He conducted a learning process through research experiment in a primary school located in an underprivileged area. Schoolchildren worked with two of France’s leading myrmecologists exploring the frontiers of knowledge. The pupils were empowered to be actors of their own learning process, and their findings about science and themselves triggered their desire to be effective actors in a global society. This experiment is already spreading throughout Paris where children and PhD students work hand in hand learning through research in 40 weekly workshops. François Taddei has taken the lead of the Institute for Learning through Research that was selected in March 2012 by the International Scientific Committee of the National Innovative Training Program (IDEFI) of the French Ministry of Research. François Taddei has participated in various working groups on the future of research and education («France 2025 », OECD report, etc.). He holds the UNESCO Chair “Learning sciences”.
‘Savanturiers– Ecole de la Recherche’
‘Savanturiers– Ecole de la Recherche’ is an educational program created by CRI aiming at implementing learning through research in schools. It enables schoolchildren to adopt the methods, concepts and ethics of research to enhance their own learning process and skills, thus empowering them to become creative, innovative and committed citizens. Currently, this program runs 40 weekly workshops throughout Paris. It was also used by hundreds of classes thanks to a partnership with the Palais de la Découverte.
The European Journal of Education
The EIESP edits the European Journal of Education which is published by Wiley-Blackwell. EJE is a peer reviewed journal of international reputation and readership specialised in research on education and the evaluation and review of education and training policies in a global perspective. It is thematic and receives an ISI Impact Factor ranking. EJE is available in about 16,000 institutions across the world through different types of subscriptions, data bases such as JSTOR and EBSCO and through special subscriptions for institutions (e.g.. universities) in countries where budgets are not sufficient to allow for costly full price subscriptions. In 2012 there were over 105,000 downloads of articles.

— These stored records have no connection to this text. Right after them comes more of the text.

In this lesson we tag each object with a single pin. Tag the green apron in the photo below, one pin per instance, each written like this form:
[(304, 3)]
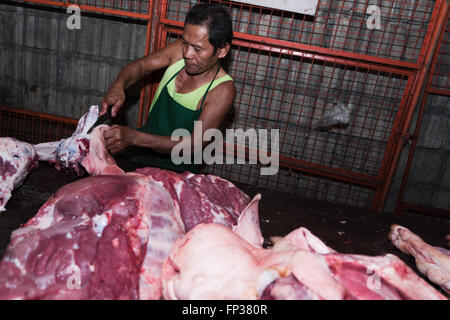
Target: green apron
[(166, 116)]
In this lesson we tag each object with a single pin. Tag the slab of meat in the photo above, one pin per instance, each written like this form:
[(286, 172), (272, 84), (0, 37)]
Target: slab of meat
[(202, 198), (212, 262), (101, 237), (17, 158), (70, 152), (106, 236), (433, 262)]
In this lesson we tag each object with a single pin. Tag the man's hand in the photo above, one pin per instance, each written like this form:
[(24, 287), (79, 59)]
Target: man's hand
[(118, 138), (114, 98)]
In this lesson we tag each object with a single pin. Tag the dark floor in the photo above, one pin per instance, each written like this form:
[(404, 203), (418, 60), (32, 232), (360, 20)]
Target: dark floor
[(345, 229)]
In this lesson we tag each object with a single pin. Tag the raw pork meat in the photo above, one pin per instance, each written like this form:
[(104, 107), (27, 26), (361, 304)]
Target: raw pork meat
[(202, 198), (106, 236), (212, 262), (433, 262), (17, 158), (102, 237), (69, 153)]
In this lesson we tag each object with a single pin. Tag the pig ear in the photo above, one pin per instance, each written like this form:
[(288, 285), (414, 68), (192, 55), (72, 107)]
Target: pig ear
[(248, 224)]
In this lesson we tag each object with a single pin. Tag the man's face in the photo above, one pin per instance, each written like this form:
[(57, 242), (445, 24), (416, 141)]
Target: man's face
[(198, 52)]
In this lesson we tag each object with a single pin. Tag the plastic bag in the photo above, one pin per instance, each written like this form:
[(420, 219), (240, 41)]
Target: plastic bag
[(336, 115)]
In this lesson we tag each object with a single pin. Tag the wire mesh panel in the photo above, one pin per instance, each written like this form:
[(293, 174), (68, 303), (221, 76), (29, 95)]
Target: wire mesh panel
[(290, 92), (290, 69), (393, 29), (33, 127)]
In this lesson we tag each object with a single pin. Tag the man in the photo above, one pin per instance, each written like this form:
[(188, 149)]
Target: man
[(194, 88)]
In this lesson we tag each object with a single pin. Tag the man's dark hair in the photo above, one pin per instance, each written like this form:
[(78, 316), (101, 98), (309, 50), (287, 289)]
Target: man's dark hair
[(216, 19)]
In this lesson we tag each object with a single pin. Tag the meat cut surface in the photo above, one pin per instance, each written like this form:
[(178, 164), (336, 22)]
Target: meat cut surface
[(101, 237), (70, 152), (106, 236), (17, 158)]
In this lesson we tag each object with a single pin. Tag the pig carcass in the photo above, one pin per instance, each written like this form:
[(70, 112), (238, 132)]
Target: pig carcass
[(213, 262), (17, 158), (433, 262), (69, 153), (106, 236)]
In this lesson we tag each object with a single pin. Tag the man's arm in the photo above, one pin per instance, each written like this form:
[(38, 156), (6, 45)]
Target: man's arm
[(134, 71), (218, 103)]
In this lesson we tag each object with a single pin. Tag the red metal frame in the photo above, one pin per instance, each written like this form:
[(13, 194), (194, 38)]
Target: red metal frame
[(296, 41)]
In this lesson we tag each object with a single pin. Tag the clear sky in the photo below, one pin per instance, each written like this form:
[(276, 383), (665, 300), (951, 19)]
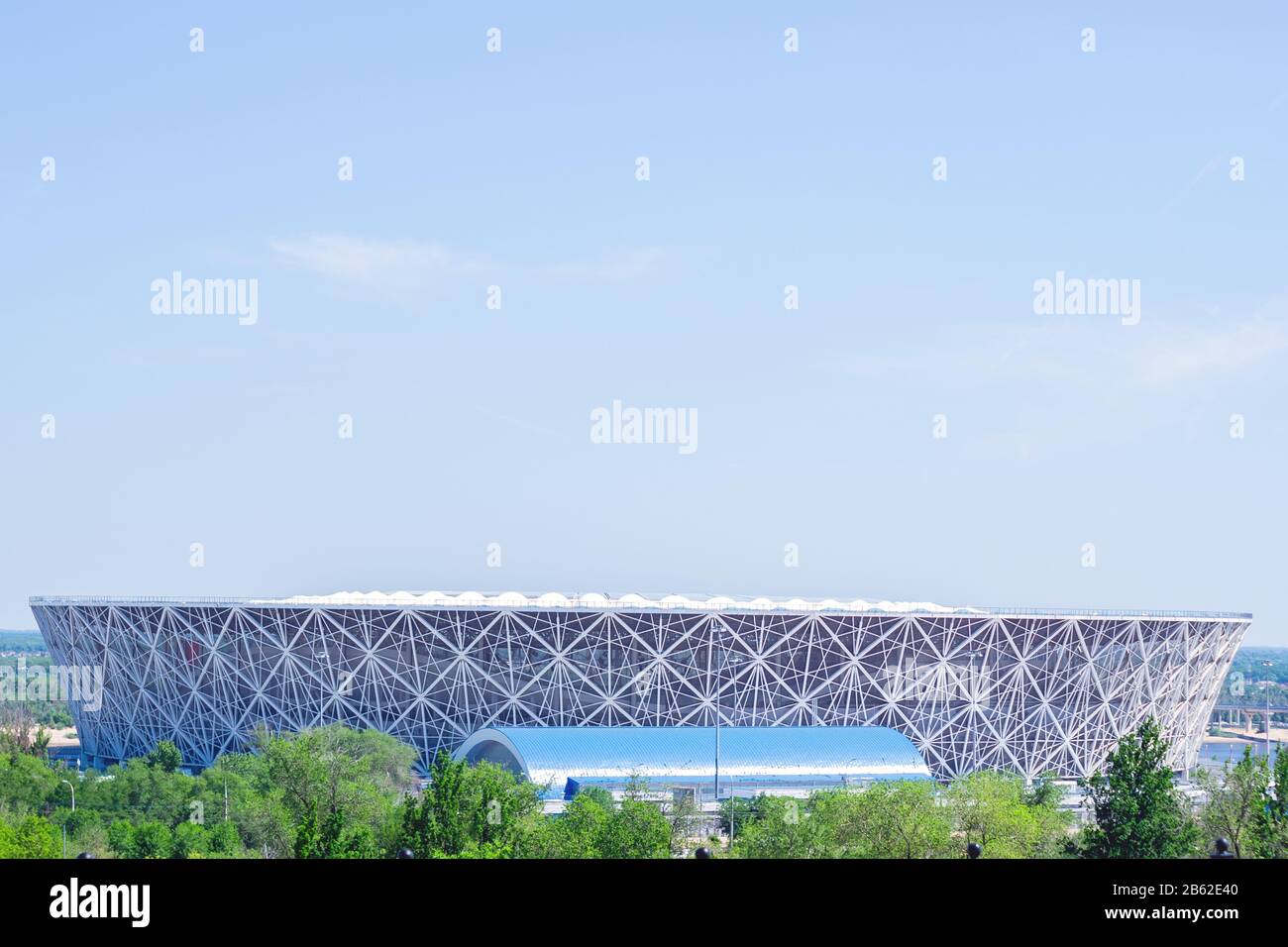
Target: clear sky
[(765, 169)]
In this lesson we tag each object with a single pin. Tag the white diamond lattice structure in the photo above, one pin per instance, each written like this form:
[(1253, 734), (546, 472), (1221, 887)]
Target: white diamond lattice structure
[(1020, 689)]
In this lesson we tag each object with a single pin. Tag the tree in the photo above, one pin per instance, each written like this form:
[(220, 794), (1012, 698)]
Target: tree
[(1237, 804), (1138, 812), (684, 818), (30, 836), (635, 830), (885, 819), (995, 809), (471, 810), (154, 840), (784, 830), (191, 840), (165, 757)]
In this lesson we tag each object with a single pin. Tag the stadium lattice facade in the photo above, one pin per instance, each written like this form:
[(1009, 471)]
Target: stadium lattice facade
[(1028, 690)]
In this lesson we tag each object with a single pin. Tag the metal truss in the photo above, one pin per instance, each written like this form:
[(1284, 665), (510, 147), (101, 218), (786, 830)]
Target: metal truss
[(1031, 693)]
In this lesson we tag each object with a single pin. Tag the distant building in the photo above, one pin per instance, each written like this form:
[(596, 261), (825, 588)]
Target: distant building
[(684, 759), (1024, 689)]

The members, board members and the network of the institute and the European Journal of Education are from different European countries, North America and the 'MEDA' region. The editorial board and the editorial correspondents of the journal bring an international perspective in the different domains of research and policy analysis for lifelong learning. The Chair of the editorial board is Roberto Carneiro, an highly respected academic and a former Minister of Education of Portugal. He was a member of the UNESCO International Commission, chaired by Jacques Delors, that wrote ‘Learning, the Treasure Within’.